From the literature above, we find that boy preference is common both in developed and developing countries. The gender bias could affect decisions on fertility, childcare, child education, parents’ labor supply, marriage, etc. This paper investigates sibling gender composition's impact on child education in China, where son preference has a long history under the Confucian cultural background and may become stronger with the implementation of the One Child Policy.

Sibling sex composition's effect on educational attainment is a branch of literature about sibship size's effect. Powell and Steelman (1990) explore the effects of sibling density and sex composition on educational outcomes. Using High School and Beyond data, they find a strong negative effect of the number of siblings closely spaced on education of those children. Butcher and Case (1994) investigate the impact of sibling sex composition on the education of men and women born in America between 1920 and 1965. After controlling for household size, they find that women raised only with brothers received significantly more education than women with any sisters on average, an impact that has decreased over time. In contrast, male education was not affected by the sex composition of his siblings.

Butcher and Case's 1994 paper has drawn much attention with many scholars replicating or revising their methods to explore the relationship between sibling gender composition and educational attainment. For example, Kaestner (1997) examined the relationship between sibling gender composition and educational attainment using data from the National Longitudinal Survey of Youth (NLSY). While this study replicates in many ways Butcher and Case (1994), it finds that sibling sex composition has no effects on educational attainment of white males or females, while having sisters has positive effects on the educational attainment of black adults. Hauser and Kuo (1998) use data from the Occupational Changes in a Generation Survey, the Survey of Income and Program Participation, and the National Survey of Families and Households to analyze effects of sibling gender composition on educational attainment among different cohorts of women. They find little evidence that the presence of sisters or the percentage of sisters in the sibship affected women's schooling in the U.S. during this century, a conclusion obviously quite different from that of Butcher and Case (1994) and Kaestner (1997).

Conley (2000) using data from the 1989 wave of the Panel Study of Income Dynamics (PSID) concludes that the increased number of siblings of the opposite gender is harmful to respondents’ educational attainment no matter what respondents’ gender is. The reason is that gender-minority children's specific needs are unable to be met. Yu and Su (2006) examine various sibship characteristics’ (including family size, sibship density, birth-order rank, and sibship gender composition) influence on educational attainment in Taiwan. Through the analysis of a sibling sample of 12,715 observations drawn from a national survey, they find that first-born sons have privilege while first-born daughters do not; the harm of sibship density receives little support in Taiwan; and girls benefit from being the minority gender in the sibship.
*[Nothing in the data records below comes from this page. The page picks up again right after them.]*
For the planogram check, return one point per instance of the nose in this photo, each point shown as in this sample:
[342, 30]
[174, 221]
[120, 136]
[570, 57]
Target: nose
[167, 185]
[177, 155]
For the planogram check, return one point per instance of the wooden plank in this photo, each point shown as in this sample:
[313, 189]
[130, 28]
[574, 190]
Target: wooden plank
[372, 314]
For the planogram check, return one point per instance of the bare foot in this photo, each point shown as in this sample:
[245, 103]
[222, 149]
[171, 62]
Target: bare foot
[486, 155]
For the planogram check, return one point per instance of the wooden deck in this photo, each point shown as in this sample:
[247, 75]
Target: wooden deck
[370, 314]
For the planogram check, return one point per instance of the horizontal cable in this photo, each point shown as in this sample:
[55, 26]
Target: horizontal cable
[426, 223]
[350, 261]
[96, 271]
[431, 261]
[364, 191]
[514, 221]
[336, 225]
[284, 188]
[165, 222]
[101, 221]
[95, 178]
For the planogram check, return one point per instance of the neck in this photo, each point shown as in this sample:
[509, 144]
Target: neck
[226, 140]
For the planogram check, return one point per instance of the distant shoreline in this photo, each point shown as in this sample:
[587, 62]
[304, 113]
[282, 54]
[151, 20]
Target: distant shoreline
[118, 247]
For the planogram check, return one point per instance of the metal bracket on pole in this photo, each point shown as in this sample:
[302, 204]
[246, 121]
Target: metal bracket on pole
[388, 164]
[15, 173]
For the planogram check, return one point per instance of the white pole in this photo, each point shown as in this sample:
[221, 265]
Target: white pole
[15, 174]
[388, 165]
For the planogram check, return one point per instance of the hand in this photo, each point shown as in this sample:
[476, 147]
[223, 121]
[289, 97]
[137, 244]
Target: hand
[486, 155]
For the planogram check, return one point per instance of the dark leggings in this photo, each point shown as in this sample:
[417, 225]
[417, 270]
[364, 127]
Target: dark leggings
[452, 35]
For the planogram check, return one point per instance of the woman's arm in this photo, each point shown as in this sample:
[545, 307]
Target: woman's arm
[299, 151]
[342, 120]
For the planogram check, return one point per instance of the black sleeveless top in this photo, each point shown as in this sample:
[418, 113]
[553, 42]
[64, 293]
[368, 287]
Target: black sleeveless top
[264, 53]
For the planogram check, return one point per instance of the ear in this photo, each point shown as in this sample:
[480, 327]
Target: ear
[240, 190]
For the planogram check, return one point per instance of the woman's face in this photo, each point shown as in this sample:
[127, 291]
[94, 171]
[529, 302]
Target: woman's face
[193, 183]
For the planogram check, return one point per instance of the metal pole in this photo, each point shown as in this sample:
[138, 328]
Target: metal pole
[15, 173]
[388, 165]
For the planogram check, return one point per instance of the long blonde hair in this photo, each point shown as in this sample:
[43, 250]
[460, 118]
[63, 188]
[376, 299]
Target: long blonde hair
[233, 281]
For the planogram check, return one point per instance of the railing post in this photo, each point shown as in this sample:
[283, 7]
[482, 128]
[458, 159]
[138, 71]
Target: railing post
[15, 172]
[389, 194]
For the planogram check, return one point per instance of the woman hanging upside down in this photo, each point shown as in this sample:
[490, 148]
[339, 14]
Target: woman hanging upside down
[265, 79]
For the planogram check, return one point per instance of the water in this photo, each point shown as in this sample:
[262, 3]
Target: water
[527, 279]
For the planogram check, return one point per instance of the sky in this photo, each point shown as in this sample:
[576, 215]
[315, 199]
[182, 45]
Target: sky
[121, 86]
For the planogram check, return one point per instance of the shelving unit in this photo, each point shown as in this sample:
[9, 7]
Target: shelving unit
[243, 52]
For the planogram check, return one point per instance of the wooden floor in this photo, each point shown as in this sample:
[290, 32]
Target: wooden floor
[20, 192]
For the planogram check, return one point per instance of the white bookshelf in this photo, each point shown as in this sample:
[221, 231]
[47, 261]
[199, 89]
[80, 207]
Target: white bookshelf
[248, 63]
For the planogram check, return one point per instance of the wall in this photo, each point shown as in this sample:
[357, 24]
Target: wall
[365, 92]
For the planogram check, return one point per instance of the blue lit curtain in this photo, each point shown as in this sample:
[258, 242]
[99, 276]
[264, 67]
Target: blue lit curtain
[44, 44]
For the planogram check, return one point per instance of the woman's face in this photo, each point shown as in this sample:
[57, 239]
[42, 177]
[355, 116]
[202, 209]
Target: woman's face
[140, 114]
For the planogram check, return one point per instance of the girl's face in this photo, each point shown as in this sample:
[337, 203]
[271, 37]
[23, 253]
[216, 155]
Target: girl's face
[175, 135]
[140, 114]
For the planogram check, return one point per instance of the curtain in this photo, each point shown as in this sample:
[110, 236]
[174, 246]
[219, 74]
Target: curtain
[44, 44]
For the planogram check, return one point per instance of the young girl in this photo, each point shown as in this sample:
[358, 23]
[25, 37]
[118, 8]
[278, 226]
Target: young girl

Black et al. (2005) examined effects of family size and birth order on children's education attainment using a rich dataset from Norway. After using instrumental variables for family size, its negative impact on education becomes negligible. In contrast, birth order has a significantly negative effect on children's education. In addition, birth order also has significant associations with adult earnings, employment, and teenage childbearing, especially among women. Similarly, Chen et al. (2014) use 0.8 million Taiwanese first-born data to investigate the male siblings’ impact on first-born children's education. Having a brother might have two channels affecting first-born children's education: the direct one due to human capital investment difference, and the indirect one due to decreasing sibsize. The results show neither has a significant effect on first-born boys’ education. For first-born girls, both pathways are important in explaining their education but go in opposite directions. The total effect results in nearly zero.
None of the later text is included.